In the 1570s, an English explorer named Sir Martin Frobisher made three voyages to North America. He was in search of an Arctic sailing route to the Far East and India called the Northwest Passage. Frobisher was the first European to sail into what would later be called “Frobisher Bay,” a large inlet on Baffin Island which is located between Greenland and mainland Canada. It was during the third trip in 1578, upon the expedition’s safe return to Newfoundland, that Frobisher and his men celebrated their good fortune with thanks.

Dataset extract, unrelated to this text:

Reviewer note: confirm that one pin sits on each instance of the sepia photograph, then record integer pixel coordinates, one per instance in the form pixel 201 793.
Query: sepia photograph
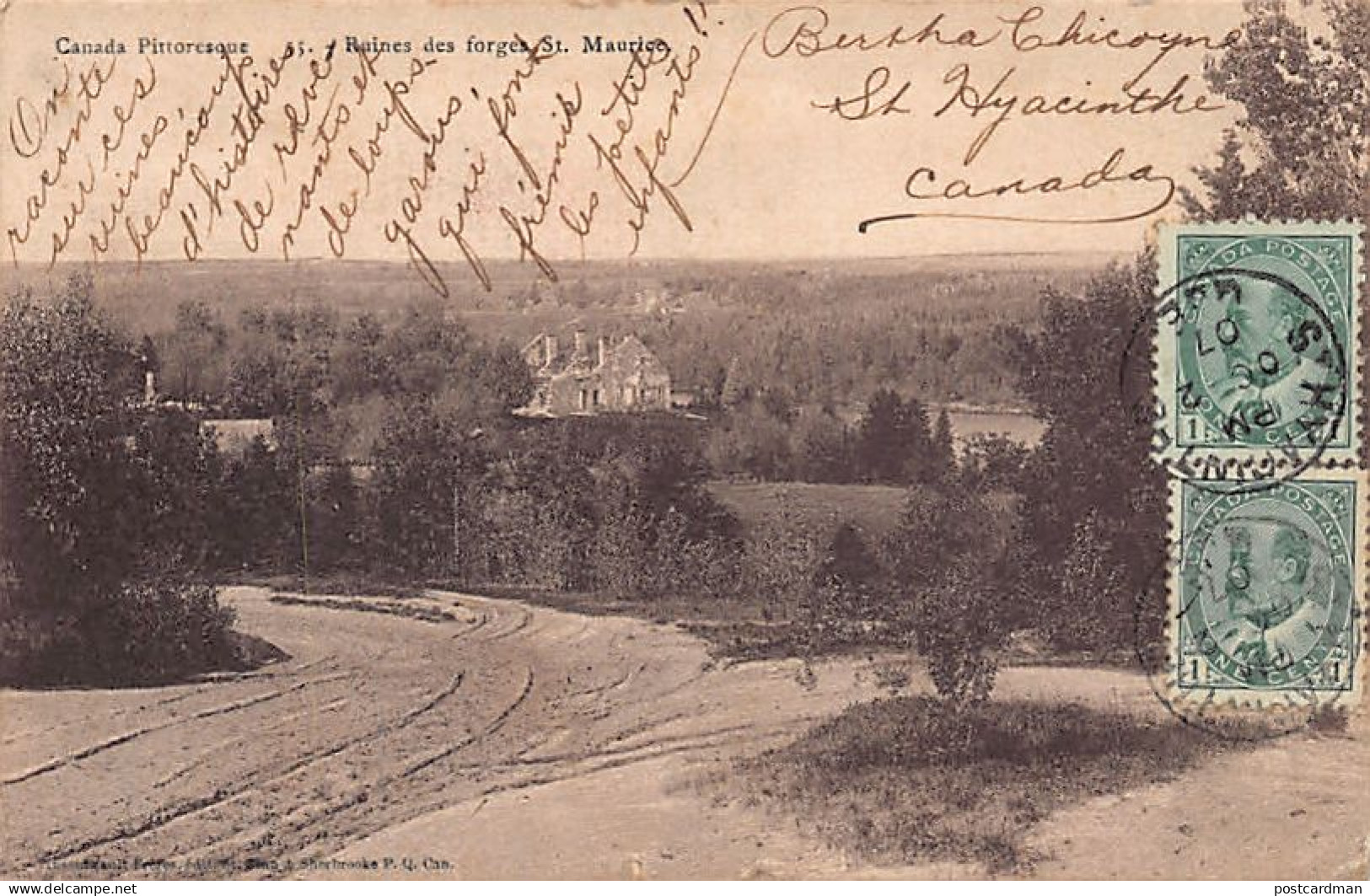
pixel 684 442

In 1879, drawing on Frobisher’s history, as well as the Pilgrims’ 1621 harvest celebration, Parliament proclaimed that Canada would have a “day of General Thanksgiving” each year on the second Monday of October. In America, the shopping phenomenon of “Black Friday” occurs on the day after Thanksgiving, when people swarm the stores and shop for holiday sales. Canadians have those kinds of sales on the day after Christmas, December 26th, also known as Boxing Day.
Despite the differences between the two Thanksgivings, what Canadians and Americans do agree on is the food! In both countries, families gather to eat pumpkin pie, mashed potatoes and lots and lots of turkey. French-speaking Montréal is one exception, though. Thanksgiving is called “action de grâce” and the celebratory meal is quite different. You are more likely to find smoked mackerel on the tables there than turkey. The mackerel can be folded into warm potato salad, formed into cakes and topped with tartar sauce, puréed into pâté, or served on toast with cream cheese and pickled onions.
This year we suggest adding smoked mackerel to your family’s usual Thanksgiving menu!